The Court issued a Per Curiam rejection of Certiorari to the ninth circuit in Los Angeles County v. Rettele. The Court summarizes the facts of the case best:

Deputies of the Los Angeles County Sheriff’s Department obtained a valid warrant to search a house, but they were unaware that the suspects being sought had moved out three months earlier. When the deputies searched the house, they found in a bedroom two residents who were of a different race than the suspects. The deputies ordered these innocent residents, who had been sleeping unclothed, out of bed. The deputies required them to stand for a few minutes before allowing them to dress.

The Deputy’s prior investigation uncovered that one of the suspects was in possession of an unregistered firearm. The Ninth Circuit refused to grant the officers qualified immunity because “[a]fter taking one look at [respondents], the deputies should have realized that [respondents] were not the subjects of the search warrant and did not pose a threat to the deputies’ safety.” The Supreme Court shoots down this ludicrous notion with a relatively sarcastic comment: “We need not pause long in rejecting this unsound proposition.” The Court goes on to mention that the society we live in today allows for people of different races to live together and the deputy had no reason to believe that the presence of caucasians meant that the african-americans in question were not present in some form in the house.

The first opinion was in Roper v. Weaver. The Court of Appeals reviewed William Weaver’s case after he had appealed his capital sentence on the grounds that the prosecutor’s closing remarks in his case had been ‘overly inflamatory.’ Weaver stated his intention of filing for certiorari from the Supreme Court but also filed for federal habeas relief. The Court of Appeals ruled that federal habeas relief can only be granted if he has exhausted all other options, so he was forced to choose between federal habeas relief and filing for certiorari. This presented a problem for Weaver because the Antiterrorism and Effective Death Penalty Act of 1996 would place stricter standards of review on his case if he filed for petition after a certain date.
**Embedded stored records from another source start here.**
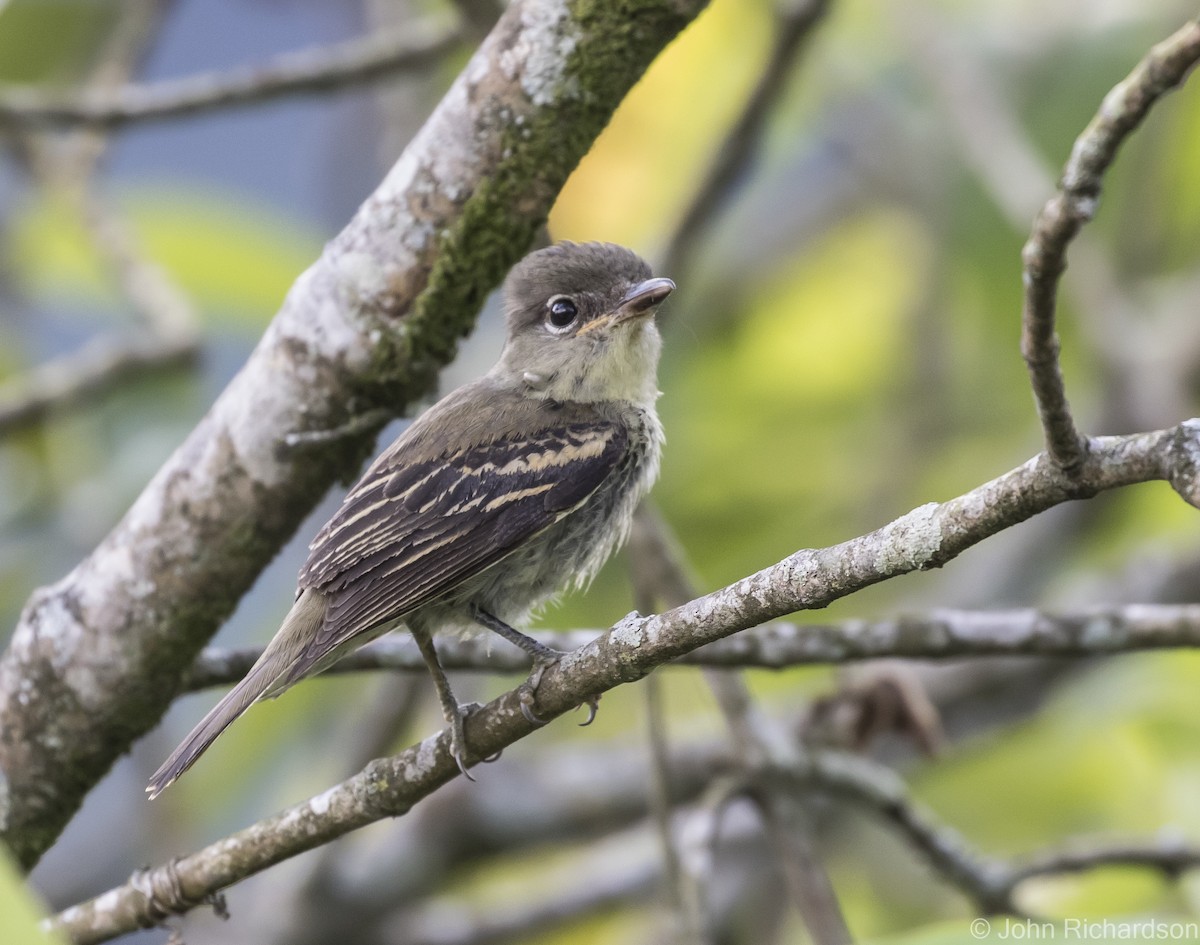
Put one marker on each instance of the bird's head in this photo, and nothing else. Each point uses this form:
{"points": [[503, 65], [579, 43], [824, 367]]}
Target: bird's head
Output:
{"points": [[581, 324]]}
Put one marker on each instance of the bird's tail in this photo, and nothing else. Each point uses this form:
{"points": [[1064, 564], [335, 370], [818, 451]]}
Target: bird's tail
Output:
{"points": [[265, 678]]}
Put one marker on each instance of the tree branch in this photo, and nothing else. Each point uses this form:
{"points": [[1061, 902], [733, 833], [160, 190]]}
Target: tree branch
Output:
{"points": [[1044, 256], [929, 536], [940, 634], [318, 70], [97, 657]]}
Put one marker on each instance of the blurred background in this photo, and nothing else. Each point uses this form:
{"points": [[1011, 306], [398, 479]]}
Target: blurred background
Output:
{"points": [[843, 348]]}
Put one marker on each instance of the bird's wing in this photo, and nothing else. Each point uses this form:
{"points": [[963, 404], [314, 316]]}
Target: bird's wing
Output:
{"points": [[411, 531]]}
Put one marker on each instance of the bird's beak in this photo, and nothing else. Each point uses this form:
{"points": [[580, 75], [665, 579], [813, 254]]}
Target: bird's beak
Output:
{"points": [[642, 299]]}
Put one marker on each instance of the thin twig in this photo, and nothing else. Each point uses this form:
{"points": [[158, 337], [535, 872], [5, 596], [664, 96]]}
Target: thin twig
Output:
{"points": [[317, 70], [1044, 256]]}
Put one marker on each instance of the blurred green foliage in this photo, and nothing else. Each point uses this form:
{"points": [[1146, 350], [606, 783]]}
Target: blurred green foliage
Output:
{"points": [[826, 380]]}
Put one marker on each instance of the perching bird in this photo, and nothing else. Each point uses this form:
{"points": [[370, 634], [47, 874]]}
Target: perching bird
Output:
{"points": [[503, 493]]}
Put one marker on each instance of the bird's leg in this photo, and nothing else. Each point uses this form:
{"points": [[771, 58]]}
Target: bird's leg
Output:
{"points": [[543, 656], [450, 708]]}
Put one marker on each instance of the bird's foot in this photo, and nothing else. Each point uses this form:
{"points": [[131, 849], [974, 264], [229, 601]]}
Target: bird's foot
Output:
{"points": [[527, 692], [459, 736]]}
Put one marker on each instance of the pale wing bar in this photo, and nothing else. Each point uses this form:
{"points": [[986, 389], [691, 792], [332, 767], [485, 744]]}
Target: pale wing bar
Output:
{"points": [[382, 555]]}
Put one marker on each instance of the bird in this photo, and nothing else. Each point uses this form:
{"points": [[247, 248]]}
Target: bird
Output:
{"points": [[504, 493]]}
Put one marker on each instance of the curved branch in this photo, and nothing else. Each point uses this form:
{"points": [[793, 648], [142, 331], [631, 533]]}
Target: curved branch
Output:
{"points": [[1044, 256], [97, 657], [929, 536], [318, 70]]}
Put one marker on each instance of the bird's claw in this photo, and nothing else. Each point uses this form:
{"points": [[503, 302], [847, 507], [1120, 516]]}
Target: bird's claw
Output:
{"points": [[593, 708], [527, 697], [459, 739]]}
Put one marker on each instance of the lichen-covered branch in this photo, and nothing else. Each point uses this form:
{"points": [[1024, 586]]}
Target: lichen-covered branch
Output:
{"points": [[306, 71], [929, 536], [97, 657], [1044, 256]]}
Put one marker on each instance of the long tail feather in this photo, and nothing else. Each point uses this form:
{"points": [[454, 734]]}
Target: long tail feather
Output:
{"points": [[263, 679]]}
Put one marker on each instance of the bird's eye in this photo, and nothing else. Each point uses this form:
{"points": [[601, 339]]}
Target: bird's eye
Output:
{"points": [[561, 312]]}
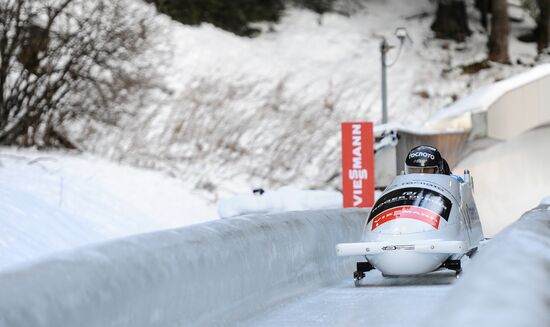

The Court held in Lawrence v. Florida recently that if a prisoner wishes to seek certiorari from the Supreme Court, he or she can also file for federal habeas protection at the same time. The Supreme Court dismissed Weaver’s writ of certiorari as ‘improvidently granted’ but did not rule on the applicability of the AEDPA to this case. Chief Justice Roberts issued a 1-sentence concurring opinion stating that he disagrees with the reasoning of the Court but agrees with the outcome. Justice Scalia penned a dissent that was joined by Justices Alito and Thomas that argues that the Court should have ruled on the merits of the case.

I’m trying to make each post shorter so I’ll go over the other cases later today because this one has already gotten too long.